Synopses & Reviews
The Provincetown Players was a major cultural institution in Greenwich Village from 1916 to 1922, when American Modernism was conceived and developed. This study considers the group's vital role, and its wider significance in twentieth century American culture. Describing the varied and often contentious response to modernity among the Players, Brenda Murphy reveals the central contribution of the group of poets around Alfred Kreymborg's Others magazine, including William Carlos Williams, Wallace Stevens, Mina Loy and Djuna Barnes, and such modernist artists as Marguerite and William Zorach, Charles Demuth and Bror Nordfeldt, to the Players' developing modernist aesthetics.
Review
An engaging study of the intersections and divergences of ideas about modernism as they were developed and played out on the stages, in the plays and in the group dynamics of the Provincetown Players. -- Choice
Review
"For those unfamilia with the history of the Provincetown Players, Brenda Murphy's book is an excellent introduction, which she builds on the best of the scholarly work that has preceded her." -Lois Rudnick, American Studies
Synopsis
A study of the most influential theatre group of the twentieth century, the Provincetown Players.
Synopsis
The Provincetown Players, a consciously literary and experimental theatre group that flourished in Greenwich Village from 1916-1922, is known for discovering and nurturing such playwrights as Eugene O'Neill, Susan Glaspell, and Edna St.
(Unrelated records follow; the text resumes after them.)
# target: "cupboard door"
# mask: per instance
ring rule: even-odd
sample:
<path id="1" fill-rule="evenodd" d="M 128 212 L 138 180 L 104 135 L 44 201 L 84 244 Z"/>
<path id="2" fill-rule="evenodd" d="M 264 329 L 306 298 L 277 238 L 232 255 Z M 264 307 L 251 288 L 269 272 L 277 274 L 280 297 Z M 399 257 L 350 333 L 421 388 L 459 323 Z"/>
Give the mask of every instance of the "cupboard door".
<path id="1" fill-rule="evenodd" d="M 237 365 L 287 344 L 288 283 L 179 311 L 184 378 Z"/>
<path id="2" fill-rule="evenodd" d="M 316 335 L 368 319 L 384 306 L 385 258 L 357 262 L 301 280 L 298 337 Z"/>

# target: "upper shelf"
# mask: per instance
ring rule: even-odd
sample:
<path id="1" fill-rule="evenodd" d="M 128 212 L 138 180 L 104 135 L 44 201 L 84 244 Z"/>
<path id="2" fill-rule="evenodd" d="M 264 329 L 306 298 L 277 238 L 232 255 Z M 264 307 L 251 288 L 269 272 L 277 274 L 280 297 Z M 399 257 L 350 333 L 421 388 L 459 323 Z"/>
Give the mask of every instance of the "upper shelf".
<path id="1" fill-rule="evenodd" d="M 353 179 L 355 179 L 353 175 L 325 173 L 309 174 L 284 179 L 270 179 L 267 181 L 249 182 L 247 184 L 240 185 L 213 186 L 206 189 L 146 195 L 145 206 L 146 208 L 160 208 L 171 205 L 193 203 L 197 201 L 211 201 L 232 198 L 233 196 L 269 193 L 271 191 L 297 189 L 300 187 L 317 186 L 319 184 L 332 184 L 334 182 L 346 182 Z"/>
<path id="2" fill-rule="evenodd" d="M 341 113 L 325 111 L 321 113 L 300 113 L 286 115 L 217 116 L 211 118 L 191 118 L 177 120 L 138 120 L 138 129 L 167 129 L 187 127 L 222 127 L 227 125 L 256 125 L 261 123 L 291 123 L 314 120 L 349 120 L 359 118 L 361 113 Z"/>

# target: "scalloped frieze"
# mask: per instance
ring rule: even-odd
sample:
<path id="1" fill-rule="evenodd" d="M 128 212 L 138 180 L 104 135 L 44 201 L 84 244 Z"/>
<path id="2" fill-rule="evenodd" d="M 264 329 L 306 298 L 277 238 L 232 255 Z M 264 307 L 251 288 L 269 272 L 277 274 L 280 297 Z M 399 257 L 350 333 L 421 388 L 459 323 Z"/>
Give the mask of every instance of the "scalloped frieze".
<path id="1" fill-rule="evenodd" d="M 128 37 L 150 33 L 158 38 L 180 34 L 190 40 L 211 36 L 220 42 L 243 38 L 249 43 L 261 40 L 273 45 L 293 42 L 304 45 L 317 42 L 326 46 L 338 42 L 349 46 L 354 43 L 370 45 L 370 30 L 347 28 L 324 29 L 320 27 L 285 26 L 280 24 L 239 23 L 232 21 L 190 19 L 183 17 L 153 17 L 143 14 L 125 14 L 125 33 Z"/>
Vincent Millay. This book places the Provincetown Players in the context of American culture in the period around World War I, particularly the developing culture of modernism, by detailing the art and thought of the Players, who included some of the most significant modernist poets and artists of their time and place.
Table of Contents
Preface; 1. The founding: myth and history; 2. The first plays; 3. Others and the other players; 4. Glaspell and O'Neill; 5. The legacy.